/db-dump

Library for scripting analyses against crates.io's database dumps

Primary LanguageRustApache License 2.0Apache-2.0

crates.io database dumps

github crates.io docs.rs build status

Library for scripting analyses against crates.io's database dumps.

These database dumps contain all information exposed by the crates.io API packaged into a single download. An updated dump is published every 24 hours. The latest dump is available at https://static.crates.io/db-dump.tar.gz.


Examples

The examples/ directory of this repo contains several runnable example analyses.

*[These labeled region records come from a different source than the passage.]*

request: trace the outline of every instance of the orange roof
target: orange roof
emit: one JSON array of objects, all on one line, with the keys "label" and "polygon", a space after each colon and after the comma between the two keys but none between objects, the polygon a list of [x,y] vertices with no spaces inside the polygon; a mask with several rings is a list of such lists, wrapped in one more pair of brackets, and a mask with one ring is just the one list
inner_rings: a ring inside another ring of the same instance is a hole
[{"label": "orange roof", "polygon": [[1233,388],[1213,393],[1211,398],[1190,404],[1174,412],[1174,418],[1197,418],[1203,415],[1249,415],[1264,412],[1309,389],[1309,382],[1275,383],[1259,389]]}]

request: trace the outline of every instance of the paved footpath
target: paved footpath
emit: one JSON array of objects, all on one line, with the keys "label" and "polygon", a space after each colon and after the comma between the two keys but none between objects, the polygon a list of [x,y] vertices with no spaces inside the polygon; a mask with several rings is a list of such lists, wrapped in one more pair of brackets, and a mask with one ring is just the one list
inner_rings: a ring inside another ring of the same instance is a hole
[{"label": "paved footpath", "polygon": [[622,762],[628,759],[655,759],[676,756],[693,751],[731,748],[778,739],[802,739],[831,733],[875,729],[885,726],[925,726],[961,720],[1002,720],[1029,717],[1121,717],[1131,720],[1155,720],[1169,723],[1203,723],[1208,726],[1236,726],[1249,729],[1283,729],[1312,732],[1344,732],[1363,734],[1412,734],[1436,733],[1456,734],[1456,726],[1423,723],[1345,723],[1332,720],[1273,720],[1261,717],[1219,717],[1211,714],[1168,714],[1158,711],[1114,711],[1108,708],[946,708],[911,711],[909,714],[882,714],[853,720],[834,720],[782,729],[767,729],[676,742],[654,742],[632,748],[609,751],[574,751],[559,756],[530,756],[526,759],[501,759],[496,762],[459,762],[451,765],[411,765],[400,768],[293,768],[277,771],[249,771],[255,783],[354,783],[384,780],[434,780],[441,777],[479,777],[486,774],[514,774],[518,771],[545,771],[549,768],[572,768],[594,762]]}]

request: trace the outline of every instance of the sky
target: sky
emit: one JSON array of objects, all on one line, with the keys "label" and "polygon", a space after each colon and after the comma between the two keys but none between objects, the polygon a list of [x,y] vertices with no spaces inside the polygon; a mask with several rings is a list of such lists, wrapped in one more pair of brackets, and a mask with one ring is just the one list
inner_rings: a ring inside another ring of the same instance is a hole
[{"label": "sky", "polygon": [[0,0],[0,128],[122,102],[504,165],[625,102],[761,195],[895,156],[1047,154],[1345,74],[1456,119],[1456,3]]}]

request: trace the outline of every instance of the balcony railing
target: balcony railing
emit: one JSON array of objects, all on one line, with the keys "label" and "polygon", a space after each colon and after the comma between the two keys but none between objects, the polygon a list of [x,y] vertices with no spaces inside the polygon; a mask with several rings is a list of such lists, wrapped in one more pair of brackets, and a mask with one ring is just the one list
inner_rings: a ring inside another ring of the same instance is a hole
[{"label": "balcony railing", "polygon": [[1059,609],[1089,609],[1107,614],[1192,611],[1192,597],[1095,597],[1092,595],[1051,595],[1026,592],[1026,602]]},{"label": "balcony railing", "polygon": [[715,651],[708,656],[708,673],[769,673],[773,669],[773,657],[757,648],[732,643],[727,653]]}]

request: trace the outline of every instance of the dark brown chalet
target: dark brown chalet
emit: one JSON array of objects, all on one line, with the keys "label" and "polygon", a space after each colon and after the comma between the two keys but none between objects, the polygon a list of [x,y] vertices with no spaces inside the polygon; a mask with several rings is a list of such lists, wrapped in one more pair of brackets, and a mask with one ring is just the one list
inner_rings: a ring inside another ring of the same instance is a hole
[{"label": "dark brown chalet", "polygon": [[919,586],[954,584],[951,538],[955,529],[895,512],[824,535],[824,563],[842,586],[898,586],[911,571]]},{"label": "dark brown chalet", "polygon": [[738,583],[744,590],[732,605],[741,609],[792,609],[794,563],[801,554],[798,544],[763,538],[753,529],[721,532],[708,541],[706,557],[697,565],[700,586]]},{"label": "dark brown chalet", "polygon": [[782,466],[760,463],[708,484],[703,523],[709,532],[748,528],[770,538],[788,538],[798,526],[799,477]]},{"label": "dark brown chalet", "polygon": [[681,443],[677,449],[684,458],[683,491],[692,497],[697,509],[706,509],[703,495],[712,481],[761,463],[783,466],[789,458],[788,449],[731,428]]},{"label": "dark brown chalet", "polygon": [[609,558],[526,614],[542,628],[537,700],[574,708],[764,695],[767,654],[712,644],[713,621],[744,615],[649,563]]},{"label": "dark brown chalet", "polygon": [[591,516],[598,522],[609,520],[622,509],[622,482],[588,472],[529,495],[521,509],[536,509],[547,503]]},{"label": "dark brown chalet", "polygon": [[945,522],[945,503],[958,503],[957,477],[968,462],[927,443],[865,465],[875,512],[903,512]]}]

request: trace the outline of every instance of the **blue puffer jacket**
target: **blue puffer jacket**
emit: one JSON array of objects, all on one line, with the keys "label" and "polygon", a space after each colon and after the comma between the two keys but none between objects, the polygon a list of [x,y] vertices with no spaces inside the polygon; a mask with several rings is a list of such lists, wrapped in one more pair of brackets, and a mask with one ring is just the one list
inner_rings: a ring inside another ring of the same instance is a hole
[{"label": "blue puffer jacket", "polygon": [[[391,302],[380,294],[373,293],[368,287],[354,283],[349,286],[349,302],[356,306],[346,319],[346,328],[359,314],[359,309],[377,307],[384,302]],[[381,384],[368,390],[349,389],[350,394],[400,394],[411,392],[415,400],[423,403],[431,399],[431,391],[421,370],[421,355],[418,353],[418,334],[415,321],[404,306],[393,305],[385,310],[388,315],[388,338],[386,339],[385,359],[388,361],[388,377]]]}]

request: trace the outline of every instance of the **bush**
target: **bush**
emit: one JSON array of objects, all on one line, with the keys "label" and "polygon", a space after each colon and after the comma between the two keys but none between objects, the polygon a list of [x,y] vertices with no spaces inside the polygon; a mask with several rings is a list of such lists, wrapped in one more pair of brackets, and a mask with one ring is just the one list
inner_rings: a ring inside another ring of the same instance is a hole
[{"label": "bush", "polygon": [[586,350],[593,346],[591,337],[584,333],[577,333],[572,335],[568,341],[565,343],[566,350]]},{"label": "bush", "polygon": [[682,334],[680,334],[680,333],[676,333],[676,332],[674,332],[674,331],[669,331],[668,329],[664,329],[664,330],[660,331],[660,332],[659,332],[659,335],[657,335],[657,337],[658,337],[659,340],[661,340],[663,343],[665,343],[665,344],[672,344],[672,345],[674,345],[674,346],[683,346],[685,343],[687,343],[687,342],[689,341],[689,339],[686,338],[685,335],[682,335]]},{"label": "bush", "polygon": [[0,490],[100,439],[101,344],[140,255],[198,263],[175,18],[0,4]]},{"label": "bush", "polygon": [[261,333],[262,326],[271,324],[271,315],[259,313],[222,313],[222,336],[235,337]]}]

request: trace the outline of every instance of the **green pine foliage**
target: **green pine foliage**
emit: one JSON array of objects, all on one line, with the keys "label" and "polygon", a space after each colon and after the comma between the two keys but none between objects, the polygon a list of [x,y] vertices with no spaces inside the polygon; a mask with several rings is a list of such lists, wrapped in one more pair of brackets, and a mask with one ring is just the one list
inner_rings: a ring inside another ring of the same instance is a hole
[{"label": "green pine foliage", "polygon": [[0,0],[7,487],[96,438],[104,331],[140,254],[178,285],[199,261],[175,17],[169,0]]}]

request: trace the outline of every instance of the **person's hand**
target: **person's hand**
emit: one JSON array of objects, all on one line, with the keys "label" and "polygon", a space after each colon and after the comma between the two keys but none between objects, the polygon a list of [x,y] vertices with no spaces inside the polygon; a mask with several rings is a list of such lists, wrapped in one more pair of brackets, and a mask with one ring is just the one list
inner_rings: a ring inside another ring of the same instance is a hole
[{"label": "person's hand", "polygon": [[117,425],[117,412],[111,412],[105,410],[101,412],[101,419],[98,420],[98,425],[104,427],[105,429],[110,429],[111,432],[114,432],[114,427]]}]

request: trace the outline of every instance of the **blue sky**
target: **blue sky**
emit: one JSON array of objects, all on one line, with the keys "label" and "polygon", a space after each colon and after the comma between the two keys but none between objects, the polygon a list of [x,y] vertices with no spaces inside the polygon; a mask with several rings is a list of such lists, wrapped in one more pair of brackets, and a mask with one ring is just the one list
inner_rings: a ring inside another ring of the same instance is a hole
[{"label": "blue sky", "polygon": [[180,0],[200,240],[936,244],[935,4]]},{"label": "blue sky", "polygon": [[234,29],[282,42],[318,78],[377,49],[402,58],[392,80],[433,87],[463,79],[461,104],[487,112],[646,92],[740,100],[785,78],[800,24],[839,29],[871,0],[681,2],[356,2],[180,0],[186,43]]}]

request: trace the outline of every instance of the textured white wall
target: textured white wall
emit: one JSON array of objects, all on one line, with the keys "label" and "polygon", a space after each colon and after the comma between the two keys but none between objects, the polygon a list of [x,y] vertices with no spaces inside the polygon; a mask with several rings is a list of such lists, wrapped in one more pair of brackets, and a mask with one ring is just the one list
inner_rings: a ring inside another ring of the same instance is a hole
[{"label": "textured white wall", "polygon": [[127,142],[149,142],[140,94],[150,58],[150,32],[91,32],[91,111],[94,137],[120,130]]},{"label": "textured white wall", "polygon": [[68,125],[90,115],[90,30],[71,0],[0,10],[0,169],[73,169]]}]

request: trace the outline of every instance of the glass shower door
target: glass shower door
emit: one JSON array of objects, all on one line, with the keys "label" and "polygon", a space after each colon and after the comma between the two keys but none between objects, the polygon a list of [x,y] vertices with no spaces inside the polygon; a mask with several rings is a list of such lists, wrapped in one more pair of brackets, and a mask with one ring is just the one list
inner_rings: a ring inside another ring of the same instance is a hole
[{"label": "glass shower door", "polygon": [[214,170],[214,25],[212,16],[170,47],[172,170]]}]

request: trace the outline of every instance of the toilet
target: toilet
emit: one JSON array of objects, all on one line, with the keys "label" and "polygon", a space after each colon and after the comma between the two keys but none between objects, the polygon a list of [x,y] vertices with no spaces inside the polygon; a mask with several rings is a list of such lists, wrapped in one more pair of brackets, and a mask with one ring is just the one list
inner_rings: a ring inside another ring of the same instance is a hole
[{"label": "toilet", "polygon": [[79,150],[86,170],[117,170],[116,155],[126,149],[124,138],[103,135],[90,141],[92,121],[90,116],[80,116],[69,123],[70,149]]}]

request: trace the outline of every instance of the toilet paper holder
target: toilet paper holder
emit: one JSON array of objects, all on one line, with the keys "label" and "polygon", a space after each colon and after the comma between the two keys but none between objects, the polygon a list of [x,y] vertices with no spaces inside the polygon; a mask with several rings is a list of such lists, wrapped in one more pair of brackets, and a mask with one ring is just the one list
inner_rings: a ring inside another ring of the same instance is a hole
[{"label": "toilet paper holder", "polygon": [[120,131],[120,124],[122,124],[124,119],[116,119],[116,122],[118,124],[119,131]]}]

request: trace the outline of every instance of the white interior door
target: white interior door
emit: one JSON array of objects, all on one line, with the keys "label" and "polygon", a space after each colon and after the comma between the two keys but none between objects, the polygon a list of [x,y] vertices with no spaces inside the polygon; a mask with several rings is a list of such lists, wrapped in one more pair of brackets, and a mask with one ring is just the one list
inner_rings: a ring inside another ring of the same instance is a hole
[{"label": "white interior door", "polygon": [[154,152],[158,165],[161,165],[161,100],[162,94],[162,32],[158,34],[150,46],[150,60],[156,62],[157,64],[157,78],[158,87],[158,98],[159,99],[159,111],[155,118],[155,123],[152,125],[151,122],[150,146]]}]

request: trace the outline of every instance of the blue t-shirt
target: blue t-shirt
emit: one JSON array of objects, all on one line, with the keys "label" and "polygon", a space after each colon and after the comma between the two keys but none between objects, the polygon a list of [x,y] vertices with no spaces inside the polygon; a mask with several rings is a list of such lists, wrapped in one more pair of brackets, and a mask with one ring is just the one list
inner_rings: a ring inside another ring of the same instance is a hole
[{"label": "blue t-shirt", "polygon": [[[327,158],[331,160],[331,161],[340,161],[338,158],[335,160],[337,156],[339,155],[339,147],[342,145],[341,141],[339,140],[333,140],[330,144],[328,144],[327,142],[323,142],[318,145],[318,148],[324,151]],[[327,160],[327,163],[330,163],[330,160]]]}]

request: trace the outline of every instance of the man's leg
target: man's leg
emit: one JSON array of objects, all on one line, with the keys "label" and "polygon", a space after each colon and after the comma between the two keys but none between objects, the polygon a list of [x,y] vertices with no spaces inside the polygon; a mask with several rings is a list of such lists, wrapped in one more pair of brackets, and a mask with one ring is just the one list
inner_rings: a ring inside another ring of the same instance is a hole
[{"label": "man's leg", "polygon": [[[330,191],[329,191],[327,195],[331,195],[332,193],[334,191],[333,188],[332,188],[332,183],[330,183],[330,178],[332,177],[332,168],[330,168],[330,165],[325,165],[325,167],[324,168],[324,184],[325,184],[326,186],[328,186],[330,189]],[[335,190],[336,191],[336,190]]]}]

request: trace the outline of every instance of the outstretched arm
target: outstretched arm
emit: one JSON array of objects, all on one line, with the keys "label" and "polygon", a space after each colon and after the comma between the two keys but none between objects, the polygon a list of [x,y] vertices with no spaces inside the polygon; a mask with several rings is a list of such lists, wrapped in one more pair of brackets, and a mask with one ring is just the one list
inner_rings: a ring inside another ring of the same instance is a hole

total‑downloads Computes time series of total downloads by day across all crates on crates.io
crate‑downloads Computes time series of downloads of one specific crate
top‑crates Computes the top few most directly depended upon crates
user‑dependencies Computes the percentage of crates.io which depends directly on at least one crate by the specified user
user‑downloads Computes time series of the fraction of crates.io downloads attributed to a single given user's crates

Each of these examples can be run using Cargo once you've downloaded a recent database dump:

$ wget https://static.crates.io/db-dump.tar.gz
$ cargo run --release --example total-downloads

Here is the implementation of the most basic example, total-downloads, and graph of the resulting table. It shows crates.io download rate doubling every 9 months, or equivalently 10× every 2.5 years!

use chrono::Utc;
use db_dump::Date;
use std::collections::BTreeMap as Map;

fn main() -> db_dump::Result<()> {
    let mut downloads = Map::<Date<Utc>, u64>::new();
    db_dump::Loader::new()
        .version_downloads(|row| {
            *downloads.entry(row.date).or_default() += row.downloads;
        })
        .load("./db-dump.tar.gz")?;

    for (date, count) in downloads {
        println!("{},{}", date, count);
    }

    Ok(())
}

Crates.io downloads per day (log scale)


Here is a graph from the user-downloads example:

Fraction of crates.io downloads that are dtolnay's crates


License

Licensed under either of Apache License, Version 2.0 or MIT license at your option.
Unless you explicitly state otherwise, any contribution intentionally submitted for inclusion in this crate by you, as defined in the Apache-2.0 license, shall be dual licensed as above, without any additional terms or conditions.